Both trims feature an 800-kW tri-motor drivetrain producing 1,072 hp and support 1.2-MW Megacharger speeds, restoring 60% of range in roughly 30 minutes — conveniently timed around a driver’s mandatory rest break. Tesla has opened its first Megacharger station in Ontario, California, and has mapped 66 Megacharger locations across 15 states.

Competitive landscape

Tesla enters high-volume production with a meaningful lead on price and range. Daimler’s Freightliner eCascadia and Volvo’s electric trucks are shipping in limited numbers but at higher price points and shorter range. Nikola, once positioned as a direct competitor, went bankrupt.

Volvo is seen as the global leader with thousands of electric trucks delivered already.

In California’s Clean Truck & Bus Voucher program — a useful proxy for commercial demand — the Tesla Semi accounted for 965 of 1,067 applications between January 2025 and February 2026. Daimler, PACCAR, and Volvo combined received fewer than 100.

Meanwhile, the ecosystem around the Semi is expanding. Alyath is preparing to unveil a “Tesla Semi as a Service” model at ACT Expo on May 4, offering fleets access to the truck through a bundled monthly payment that includes the vehicle, charging infrastructure, and energy supply — eliminating the capital expenditure barrier entirely. And drayage operator MDB just launched a three-week freight pilot using the Semi at Southern California ports.

Electrek’s Take

As many of you know, Tesla Semi is basically the only vehicle program that keeps me excited about Tesla.

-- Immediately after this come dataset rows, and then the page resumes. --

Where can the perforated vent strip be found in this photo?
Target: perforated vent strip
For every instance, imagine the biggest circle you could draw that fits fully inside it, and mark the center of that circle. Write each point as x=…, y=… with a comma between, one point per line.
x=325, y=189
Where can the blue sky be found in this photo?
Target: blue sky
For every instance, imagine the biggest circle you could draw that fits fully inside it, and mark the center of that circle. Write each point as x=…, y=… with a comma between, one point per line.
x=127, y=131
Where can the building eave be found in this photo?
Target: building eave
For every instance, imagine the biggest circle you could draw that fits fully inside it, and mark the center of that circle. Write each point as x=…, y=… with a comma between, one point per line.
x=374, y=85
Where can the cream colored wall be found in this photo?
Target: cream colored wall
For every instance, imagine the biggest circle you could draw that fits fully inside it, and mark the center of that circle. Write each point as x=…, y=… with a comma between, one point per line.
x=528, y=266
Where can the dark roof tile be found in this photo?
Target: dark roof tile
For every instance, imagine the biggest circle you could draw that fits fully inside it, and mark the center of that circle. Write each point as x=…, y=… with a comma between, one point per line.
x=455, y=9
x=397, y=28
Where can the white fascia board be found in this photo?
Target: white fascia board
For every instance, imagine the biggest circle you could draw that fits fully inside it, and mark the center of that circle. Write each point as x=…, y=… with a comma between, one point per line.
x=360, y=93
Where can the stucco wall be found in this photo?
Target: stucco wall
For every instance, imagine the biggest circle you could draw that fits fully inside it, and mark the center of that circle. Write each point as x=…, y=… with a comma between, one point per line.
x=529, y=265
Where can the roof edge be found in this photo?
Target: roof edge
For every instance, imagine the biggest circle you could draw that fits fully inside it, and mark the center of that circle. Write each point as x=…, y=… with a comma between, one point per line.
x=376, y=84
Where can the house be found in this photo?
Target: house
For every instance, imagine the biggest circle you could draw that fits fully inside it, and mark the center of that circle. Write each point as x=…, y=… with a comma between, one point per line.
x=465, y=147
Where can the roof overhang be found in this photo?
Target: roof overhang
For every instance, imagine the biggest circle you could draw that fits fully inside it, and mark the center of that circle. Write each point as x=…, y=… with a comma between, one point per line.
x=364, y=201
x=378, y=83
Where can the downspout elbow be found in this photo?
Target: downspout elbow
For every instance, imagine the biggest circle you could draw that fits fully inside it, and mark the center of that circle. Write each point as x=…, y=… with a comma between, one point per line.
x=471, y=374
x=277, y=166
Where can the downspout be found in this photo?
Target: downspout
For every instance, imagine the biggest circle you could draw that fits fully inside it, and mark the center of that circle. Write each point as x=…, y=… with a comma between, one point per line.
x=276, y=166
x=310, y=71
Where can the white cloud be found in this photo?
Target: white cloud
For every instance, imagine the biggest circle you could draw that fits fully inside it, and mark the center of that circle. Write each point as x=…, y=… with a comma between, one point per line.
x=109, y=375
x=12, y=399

This is the milestone that matters. Tesla has made a lot of promises about the Semi over the past nine years, and the truck has been “coming soon” for so long that it became easy to dismiss. But rolling the first unit off a high-volume production line — at a dedicated factory with 50,000-unit annual capacity — is a fundamentally different statement than hand-building a few dozen trucks for PepsiCo.

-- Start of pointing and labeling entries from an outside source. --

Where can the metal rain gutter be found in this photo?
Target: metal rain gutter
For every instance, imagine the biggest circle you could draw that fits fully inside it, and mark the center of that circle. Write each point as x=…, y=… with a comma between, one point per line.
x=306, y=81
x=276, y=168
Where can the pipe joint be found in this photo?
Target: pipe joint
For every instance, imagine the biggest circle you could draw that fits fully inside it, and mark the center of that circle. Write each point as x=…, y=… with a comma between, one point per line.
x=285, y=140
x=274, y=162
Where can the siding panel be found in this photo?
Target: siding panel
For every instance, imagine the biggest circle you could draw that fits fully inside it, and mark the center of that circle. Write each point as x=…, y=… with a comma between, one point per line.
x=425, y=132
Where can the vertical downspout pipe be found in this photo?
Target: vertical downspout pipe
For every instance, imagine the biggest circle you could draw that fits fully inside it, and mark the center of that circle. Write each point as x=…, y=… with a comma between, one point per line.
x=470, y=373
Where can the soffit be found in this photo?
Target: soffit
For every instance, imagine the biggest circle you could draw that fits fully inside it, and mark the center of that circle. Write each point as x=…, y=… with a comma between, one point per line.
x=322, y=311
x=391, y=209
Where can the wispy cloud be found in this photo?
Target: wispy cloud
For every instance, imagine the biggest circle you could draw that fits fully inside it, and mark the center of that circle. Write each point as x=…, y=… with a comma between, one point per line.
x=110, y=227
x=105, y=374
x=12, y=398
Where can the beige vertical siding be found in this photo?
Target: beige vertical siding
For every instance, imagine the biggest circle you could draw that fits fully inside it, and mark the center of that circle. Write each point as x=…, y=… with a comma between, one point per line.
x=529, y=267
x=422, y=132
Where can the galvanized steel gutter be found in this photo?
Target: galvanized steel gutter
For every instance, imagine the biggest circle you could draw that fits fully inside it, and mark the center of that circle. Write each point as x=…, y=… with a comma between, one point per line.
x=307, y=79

The economics are compelling. At $290,000 for the 500-mile version, the Semi undercuts every other Class 8 BEV on the market. Combined with a 3% TCO advantage over diesel and the operational simplicity of electric drivetrains, the business case for fleets is getting hard to ignore.

The real question now is execution speed. Tesla needs to ramp production, build out the Megacharger network fast enough to support the trucks it’s selling, and prove reliability at scale — not in controlled pilot programs, but in the grinding reality of daily commercial freight. The demand signals are strong, with nearly 1,000 voucher applications in California alone. If Tesla can deliver, the Semi could do to Class 8 trucking what the Model 3 did to midsize sedans.